Two homeowners in that subdivision, Silverado on the Brazos, complained that their water suddenly turned cloudy and had enough methane that it could catch on fire.

Frustrated when state officials wouldn't take action in the case, EPA hit Range with an enforcement action in December 2010 accusing it of contaminating the water (EnergyWire, Nov. 25). Range mounted a vigorous defense, and the case quickly came to be viewed as a test of the safety of shale drilling and the effectiveness of federal regulation.

EPA's enforcement action was a slap not only at Range but also the state agency that oversees oil and gas drilling, the oddly named Texas Railroad Commission. It charged that the agency, headed by three elected officials, hadn't done enough to help its constituents.

Stung, the commissioners lambasted EPA for intruding in state affairs. The commissioners scheduled a hearing and exonerated Range in short order.

In March 2012, with the case dragging through the courts, EPA bailed out on the case with little explanation. In the wake of the dismissal, controversial comments that EPA Regional Administrator Al Armendariz had made two years before resurfaced, and he resigned.

EPA officials explained the withdrawal to IG investigators by saying the case became more complicated than they'd expected.

"Although they believed they were on firm ground there was always a risk that the judge could rule against the EPA. If that happened, it would risk establishing case law that could weaken the EPA's ability to enforce [Safe Drinking Water Act] emergency orders in the future," the report said.

Range officials stress that the withdrawal was not a negotiated settlement, where each side gives a little. Instead, they have maintained that EPA higher-ups in Washington beat a full retreat when they realized their people on the ground in Dallas had brought the case based on flawed science.

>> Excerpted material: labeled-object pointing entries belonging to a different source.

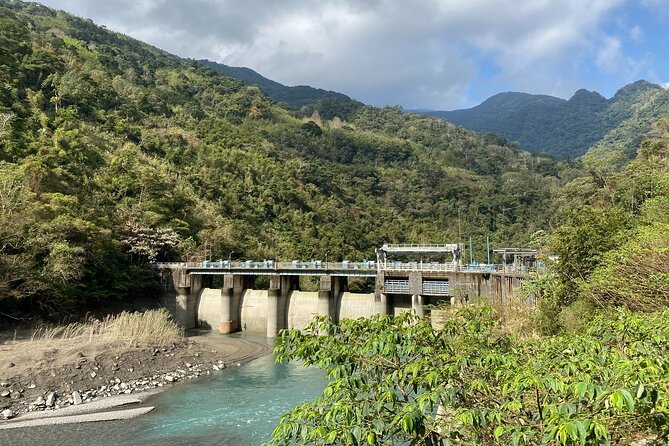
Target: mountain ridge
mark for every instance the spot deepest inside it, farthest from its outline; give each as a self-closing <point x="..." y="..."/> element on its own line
<point x="304" y="98"/>
<point x="568" y="127"/>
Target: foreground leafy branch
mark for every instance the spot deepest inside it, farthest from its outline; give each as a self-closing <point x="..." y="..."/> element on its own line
<point x="399" y="381"/>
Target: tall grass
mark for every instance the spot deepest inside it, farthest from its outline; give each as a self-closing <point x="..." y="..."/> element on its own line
<point x="150" y="328"/>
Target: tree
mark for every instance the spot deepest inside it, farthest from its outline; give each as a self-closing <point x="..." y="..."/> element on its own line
<point x="397" y="380"/>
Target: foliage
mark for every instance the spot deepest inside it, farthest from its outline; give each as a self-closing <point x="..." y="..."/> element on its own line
<point x="612" y="239"/>
<point x="399" y="381"/>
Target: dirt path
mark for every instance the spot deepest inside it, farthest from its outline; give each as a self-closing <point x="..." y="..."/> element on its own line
<point x="49" y="375"/>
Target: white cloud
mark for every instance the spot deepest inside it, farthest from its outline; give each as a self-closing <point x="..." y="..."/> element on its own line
<point x="418" y="54"/>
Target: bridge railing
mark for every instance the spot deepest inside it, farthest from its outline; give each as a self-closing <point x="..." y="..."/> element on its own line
<point x="346" y="266"/>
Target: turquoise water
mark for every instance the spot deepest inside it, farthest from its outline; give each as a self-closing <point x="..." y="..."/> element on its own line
<point x="239" y="406"/>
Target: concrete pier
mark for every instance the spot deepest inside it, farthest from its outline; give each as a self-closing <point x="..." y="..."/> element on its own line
<point x="237" y="305"/>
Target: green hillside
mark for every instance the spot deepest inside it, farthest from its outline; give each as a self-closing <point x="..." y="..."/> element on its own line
<point x="115" y="153"/>
<point x="302" y="98"/>
<point x="544" y="124"/>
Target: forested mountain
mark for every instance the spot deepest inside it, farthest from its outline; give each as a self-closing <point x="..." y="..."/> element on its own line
<point x="545" y="124"/>
<point x="114" y="153"/>
<point x="303" y="98"/>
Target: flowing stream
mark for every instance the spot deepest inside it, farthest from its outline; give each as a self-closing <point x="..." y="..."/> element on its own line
<point x="239" y="406"/>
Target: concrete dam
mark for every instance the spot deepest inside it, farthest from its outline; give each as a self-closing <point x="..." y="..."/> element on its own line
<point x="236" y="304"/>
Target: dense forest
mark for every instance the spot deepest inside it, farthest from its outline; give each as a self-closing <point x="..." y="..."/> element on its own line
<point x="115" y="153"/>
<point x="301" y="98"/>
<point x="588" y="367"/>
<point x="545" y="124"/>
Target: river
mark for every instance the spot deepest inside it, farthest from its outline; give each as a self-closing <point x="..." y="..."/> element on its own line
<point x="239" y="406"/>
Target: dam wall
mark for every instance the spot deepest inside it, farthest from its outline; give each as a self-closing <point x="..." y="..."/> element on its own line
<point x="238" y="306"/>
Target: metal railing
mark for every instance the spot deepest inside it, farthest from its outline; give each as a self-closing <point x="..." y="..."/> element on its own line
<point x="365" y="266"/>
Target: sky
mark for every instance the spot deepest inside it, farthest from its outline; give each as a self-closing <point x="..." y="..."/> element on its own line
<point x="420" y="54"/>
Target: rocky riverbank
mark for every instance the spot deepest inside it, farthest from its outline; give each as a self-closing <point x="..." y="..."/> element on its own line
<point x="70" y="376"/>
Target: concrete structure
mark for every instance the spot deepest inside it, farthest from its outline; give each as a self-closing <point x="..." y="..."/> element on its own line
<point x="399" y="286"/>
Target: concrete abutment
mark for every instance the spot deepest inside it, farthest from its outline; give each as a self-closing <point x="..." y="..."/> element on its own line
<point x="238" y="306"/>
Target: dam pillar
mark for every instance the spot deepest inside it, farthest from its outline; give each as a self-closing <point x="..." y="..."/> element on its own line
<point x="228" y="323"/>
<point x="181" y="306"/>
<point x="416" y="291"/>
<point x="417" y="305"/>
<point x="273" y="306"/>
<point x="380" y="298"/>
<point x="196" y="286"/>
<point x="325" y="297"/>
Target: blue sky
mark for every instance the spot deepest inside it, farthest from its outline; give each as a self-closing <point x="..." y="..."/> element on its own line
<point x="429" y="54"/>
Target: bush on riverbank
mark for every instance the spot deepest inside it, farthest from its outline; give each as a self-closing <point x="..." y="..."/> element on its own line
<point x="397" y="380"/>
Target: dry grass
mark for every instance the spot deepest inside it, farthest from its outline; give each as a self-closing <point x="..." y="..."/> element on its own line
<point x="515" y="315"/>
<point x="150" y="328"/>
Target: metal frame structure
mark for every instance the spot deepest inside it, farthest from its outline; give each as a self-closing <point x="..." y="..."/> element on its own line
<point x="441" y="251"/>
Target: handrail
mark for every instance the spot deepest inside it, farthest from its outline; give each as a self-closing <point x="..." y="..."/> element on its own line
<point x="318" y="265"/>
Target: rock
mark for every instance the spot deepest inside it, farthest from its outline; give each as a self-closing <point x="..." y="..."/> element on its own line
<point x="50" y="399"/>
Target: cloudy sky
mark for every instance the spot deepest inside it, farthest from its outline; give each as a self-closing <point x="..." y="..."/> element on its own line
<point x="435" y="54"/>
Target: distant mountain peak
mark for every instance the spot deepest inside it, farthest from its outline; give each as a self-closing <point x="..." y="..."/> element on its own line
<point x="547" y="124"/>
<point x="295" y="97"/>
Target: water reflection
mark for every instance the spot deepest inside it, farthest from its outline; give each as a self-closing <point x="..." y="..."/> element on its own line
<point x="237" y="407"/>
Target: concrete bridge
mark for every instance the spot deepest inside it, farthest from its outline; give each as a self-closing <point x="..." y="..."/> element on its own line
<point x="235" y="303"/>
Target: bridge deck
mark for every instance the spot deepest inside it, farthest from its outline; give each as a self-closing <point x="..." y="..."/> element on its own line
<point x="318" y="268"/>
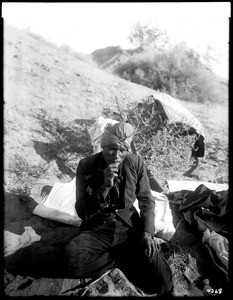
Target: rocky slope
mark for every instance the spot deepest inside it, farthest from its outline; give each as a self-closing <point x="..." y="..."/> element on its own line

EPA has never confirmed that, and hundreds of pages of internal emails released under the Freedom of Information Act reflect no doubts about the evidence among the officials who arranged the dismissal of the case.

What EPA did say when it dropped the case was that Range would test the water wells in the neighborhood. But when one of the wells showed dangerously high levels of methane, EPA waited four months and then sent the results to state officials (EnergyWire, Nov. 6).

In the report, EPA officials told IG investigators that the results showed that only one of dozens of tests showed problematic levels of methane and that that well dropped below threshold levels in the next test three months later.

Other tests have shown much higher levels than Range's contractors reported. EPA officials have asked Range for more supporting data for their testing.

When the charges were dropped, the agency also announced that Range had agreed to provide access to its well sites for the agency's multiyear study of hydraulic fracturing, the IG report said. That has not happened.

After EPA bailed out, Lipsky sued Range, and Range sued back. A local judge threw out Lipsky's case on procedural grounds. But he came down on Range's side in ruling that Lipsky was part of a "conspiracy to defame" the company because he'd circulated a video "calculated to alarm the public into believing the water was burning." Lipsky has shown, though, that the water contains enough methane that it can be lit on fire.

Methane occurs naturally in drinking water wells in some areas of the country and is not toxic in water. But if it collects, it can explode inside a house or asphyxiate people at high concentrations. And sometimes more harmful toxins, such as benzene, come with it.

Methane migration from well bores into aquifers is an established, if not common, problem when drilling oil and gas wells. Failure to properly seal wells with cement can allow gas from different formations to drift into drinking water aquifers.

In the wake of the dismissal, Sens. James Inhofe (Okla.) and John Cornyn (Texas) and several other Republican senators requested that EPA Inspector General Arthur Elkins investigate why the case was brought.

Environmental groups later asked the IG to investigate why the case was dropped.

Also, Lipsky and some other neighbors have filed new complaints with the Railroad Commission. The commission has done additional testing but has not taken further action.